多分これ、政治的な戦略的なファクターと、あと経済的なファクターという多分二通りあるんだと思うんですね。特にやっぱり政治的なファクターでいうと、実は今の米ロ、欧州とロシアのパイプラインが、要するに、の建設というかプロジェクト始まったのは実は冷戦時代なんですよね。それこそドイツがいわゆるオストポリティークと、東方外交という形の、米ソ冷戦のさなかに、米ソデタントという七〇年代のあの時代があり、そのちょっと前に実はドイツのオストポリティークが始まって、それが、あのキッシンジャーの中国、で、ニクソンのデタントという流れにつながっていく。
まさにあの当時の実は欧州、ドイツのロシアに対する外交というのは、まさに政治的に安定をさせるということと、経済的に、その経済関係を、依存度をお互いに深めていけば要するに安定的な関係が構築できるという前提で実は建てられたのがあのパイプラインだったと。
御案内のとおり、一定以上の距離がある場合にはやはりLNGよりもパイプラインの方が経済性が高いということもありますし、一方で、一方で、やっぱりLNGの場合は若干初期投資は必要ですけれども、ただし、目的地を自由に分散できるという意味での、供給側もリスクを分散できるという意味でのメリットもあるということなんだと思うんですよね。ですから、元々ロシアはパイプラインをメーンにしてやってきたと。

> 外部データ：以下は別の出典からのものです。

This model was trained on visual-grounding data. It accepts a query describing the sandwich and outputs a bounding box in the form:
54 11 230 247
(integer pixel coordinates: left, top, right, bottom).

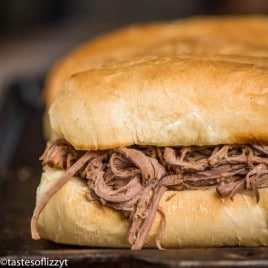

で、日本も一時、やっぱりパイプラインですね、話がありましたけれども、ただどうしても、日本、アジアの場合、どうしても、陸でつながっているというよりは海ですので、やはりLNGで要するにいろんなところに船で運んでいくということの方がメリットがあるということで、ロシアは二〇一三年ですかね、たしか、以降、LNGのプロジェクトを、本来ならばガスプロムだけが輸出できたというのを変えて、ほかのノバテックという企業も、あるいはロスネフチもできるような形に変えたと。それはまさにアジアシフト、当時のですね、ロシアのアジアシフトという流れの中で出てきた話ということだと思います。